The Sunday Times - Britain
June 23, 2002
Stars join Hornby in MMR crusade
by Adam Nathan and Rosie Waterhouse
ONE of Britains leading authors and several Hollywood stars have grouped
together to fund research into possible links between the MMR vaccine and the
reported rise in the incidence of autism.
Nick Hornby, whose books Fever Pitch and High Fidelity won him international
fame, has given £11,000 to the British charity Visceral, which is funding
research into the controversial triple jab.
The author, who has an autistic eight-year-old son, has been joined by film
stars including John Travolta, Clint Eastwood, Denzel Washington and Bruce
Willis.
Travolta, the star of Pulp Fiction and Saturday Night Fever, and his wife
Kelly Preston helped to raise more than £30,000 for Visceral through a sponsored
walk and a dinner in Florida last September by the Autism Autoimmunity Project.
His Hollywood colleagues donated signed pictures of themselves that were
auctioned at similar events, raising £15,000.
Visceral is investigating alleged links between the MMR vaccine, which gives
protection against measles, mumps and rubella, and autism.
The reported incidence of autism has risen sharply in the West in recent
years, with 60 out of every 10,000 children under eight in Britain now being
diagnosed with an autistic spectrum disorder.
While some experts argue that it is changes in the definition of autism to
include people with quite mild learning difficulties that has led to the
increase, others suspect the measles component of the MMR vaccine.
Viscerals medical director is Dr Andrew Wakefield, the British consultant
who, in a paper published in The Lancet in 1998, first suggested an association
between MMR, bowel disorders and autism. Vilified for his work at the Royal Free
hospital in London, Wakefield now lives in America where autism has become the
latest cause to be taken up by Hollywood.
Last week Wakefield presented a paper to a congressional hearing in
Washington that he claimed supported a link between MMR and autism. The research
by his colleague Dr John OLeary, professor of pathology at Trinity College
Dublin, was part-funded by Visceral and covered 12 children. It suggests that
the same measles strain used in the MMR vaccine is present in the gut of some
autistic children.
The hearing was examining whether the MMR jab and the presence of mercury in
some vaccines may be to blame.
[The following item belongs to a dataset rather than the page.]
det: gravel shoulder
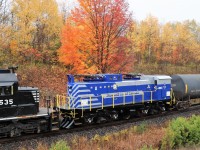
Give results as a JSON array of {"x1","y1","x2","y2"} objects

Dr Arthur Krigsman, a paediatric
gastro-intestinal consultant at Lenox Hill hospital, New York, told the hearing
he had conducted tests on 43 autistic children and found 90% of them had the
same inflammatory bowel diseases as Wakefield reported in children he examined
at the Royal Free hospital in London four years ago.
His findings are significant because they are the first independent
corroboration of much of Wakefields work.
However, the Dublin research by OLeary has been rapidly dismissed by an
expert from the World Health Organisation. He claimed that the technique used by
OLeary was flawed.
The Department of Health vigorously denies any link between the MMR jab and
autism. It points to a study published in the British Medical Journal two weeks
ago which reviewed all published evidence and concluded that there was no link.
The department also points out that concern about MMR has led to falling
take-up rates of the vaccine, which has led to several potentially fatal
outbreaks of measles.
Visceral said last week that fundraising would continue. Robert Sawyer, its
chief executive, confirmed that US money had been the key to the continuation of
Wakefields work.
In September, Medical Interventions for Autism, an American charity that
funds Visceral, will stage a celebrity golf tournament with the Detroit Red
Wings, the champion ice-hockey team, which it hopes will raise more than
£300,000.
The charity plans to raise more than £5m to research the effects of MMR on
the brain over the next three years. To achieve this it is targeting celebrities
known for their support of childrens illnesses.
For example, Neil Young, the rock star whose son suffers from cerebral palsy,
has been approached to stage a charity concert in Chicago next year that could
raise £200,000. Autism campaigners hope that Youngs most famous song, The
Needle and the Damage Done, could become their anthem. However, Young has not
yet agreed to the concert.
Hornby could not be contacted for comment on his donation to Visceral.
Virginia Bovell, the authors former wife, is a close friend of Lyndsey Booth,
Cherie Blairs sister and a former lawyer who now works as a homeopath and is a
campaigner for the rights of autistic children.
Tony Blair stoked rumours last year that his youngest son, Leo, had not had
the MMR jab by refusing to confirm on grounds of privacy that he had.
This further fuelled public anxiety over the safety of the triple vaccine.